Learning to Reason for Hallucination Span Detection
This work addresses the need for more precise hallucination detection in real-world applications, though it is incremental as it builds on existing reasoning and reinforcement learning methods.
The paper tackles the problem of detecting hallucinated spans in large language model outputs by proposing RL4HS, a reinforcement learning framework with span-level rewards, which outperforms pretrained reasoning models and supervised fine-tuning on the RAGTruth benchmark across summarization, question answering, and data-to-text tasks.

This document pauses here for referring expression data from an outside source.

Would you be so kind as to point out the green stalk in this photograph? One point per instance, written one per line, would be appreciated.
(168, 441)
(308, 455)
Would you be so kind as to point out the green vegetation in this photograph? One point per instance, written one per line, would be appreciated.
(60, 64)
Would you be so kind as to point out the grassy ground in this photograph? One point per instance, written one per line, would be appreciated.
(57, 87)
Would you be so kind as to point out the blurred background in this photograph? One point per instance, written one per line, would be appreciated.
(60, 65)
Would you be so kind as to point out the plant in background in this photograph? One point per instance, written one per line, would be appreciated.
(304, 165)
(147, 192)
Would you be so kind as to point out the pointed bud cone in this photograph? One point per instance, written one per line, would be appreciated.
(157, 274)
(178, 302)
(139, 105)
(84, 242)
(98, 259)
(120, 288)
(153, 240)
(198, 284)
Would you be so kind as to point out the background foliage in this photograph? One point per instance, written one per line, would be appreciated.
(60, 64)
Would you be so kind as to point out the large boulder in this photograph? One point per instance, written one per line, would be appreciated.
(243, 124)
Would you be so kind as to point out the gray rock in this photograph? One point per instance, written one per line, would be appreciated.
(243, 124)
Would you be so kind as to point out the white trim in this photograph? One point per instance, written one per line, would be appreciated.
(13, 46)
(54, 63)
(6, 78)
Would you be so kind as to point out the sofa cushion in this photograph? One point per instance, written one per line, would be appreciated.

Large language models (LLMs) often generate hallucinations -- unsupported content that undermines reliability. While most prior works frame hallucination detection as a binary task, many real-world applications require identifying hallucinated spans, which is a multi-step decision making process. This naturally raises the question of whether explicit reasoning can help the complex task of detecting hallucination spans. To answer this question, we first evaluate pretrained models with and without Chain-of-Thought (CoT) reasoning, and show that CoT reasoning has the potential to generate at least one correct answer when sampled multiple times. Motivated by this, we propose RL4HS, a reinforcement learning framework that incentivizes reasoning with a span-level reward function. RL4HS builds on Group Relative Policy Optimization and introduces Class-Aware Policy Optimization to mitigate reward imbalance issue. Experiments on the RAGTruth benchmark (summarization, question answering, data-to-text) show that RL4HS surpasses pretrained reasoning models and supervised fine-tuning, demonstrating the necessity of reinforcement learning with span-level rewards for detecting hallucination spans.